As they grew older, the bishop noted the couples faced other issues, perhaps health, problems with their children, with their aging parents, etc. “You did your best to provide for your family during the shifting cultural and spiritual environment as you hummed another Top Ten song, ‘American Pie,’” he said.

Now as the couples enter the golden years of their marriage, he said they can share their story and “how you got from there to here, from 1972 to 2022. My guess is it had a lot to do with the words thank you, I’m sorry and I love you,” the bishop said.

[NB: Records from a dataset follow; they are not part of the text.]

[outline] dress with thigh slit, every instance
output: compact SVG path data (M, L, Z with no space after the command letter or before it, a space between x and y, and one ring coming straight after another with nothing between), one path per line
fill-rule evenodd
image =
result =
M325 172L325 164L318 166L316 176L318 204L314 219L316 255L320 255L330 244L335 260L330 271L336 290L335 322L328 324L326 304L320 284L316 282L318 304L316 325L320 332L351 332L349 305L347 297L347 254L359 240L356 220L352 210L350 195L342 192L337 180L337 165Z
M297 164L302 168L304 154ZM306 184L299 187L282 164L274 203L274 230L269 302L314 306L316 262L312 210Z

In the day’s Gospel. Jesus said joy comes in loving as we’ve been loved, he said. “You have been loved by God and you have shared that love with one another and with us. It should give you joy to know you have meant so much to your families, to your neighborhoods and to your Church. You have shown us what love means,” Bishop Malesic said, explaining it’s not a fleeting feeling, but the decision to be with someone for a lifetime. “Jesus says it this way: No one has greater love than this, to lay down one’s life for one’s friends.”

He told the couples that is what they’ve done for a half century. “You have shown the greatest love by giving yourselves to each other, even laying down your loves for one another, changing what you wanted to do because your spouse wanted to do something else, worrying about your spouse in difficult times, wondering what you could do to make your spouse happier and sometimes sacrificing greatly for your spouse. This is the type of love that Jesus says brings joy to us.”

God started it all, the bishop said, but putting them in the right place at the right time. “This was your vocation, given to you by God – to love one another and to show us what God’s love is like God called you to be together as husband and wife to be witnesses of his love, a love that is enduring in thick and thin, a love that is persevering, a love that makes all of us a bit better for having witnessed it in all of you.

“So, we gather to remember, to celebrate and to give thanks. Thank you for saying ‘yes’ to God and for saying ‘yes’ to one another,” the bishop said “Thank you for honoring your commitment of married love for 50 years.”

The couples received a special blessing and were invited to take photos with the bishop after Mass.

The event was organized by the diocesan Marriage and Family Life Ministry, headed by Terri Yohman.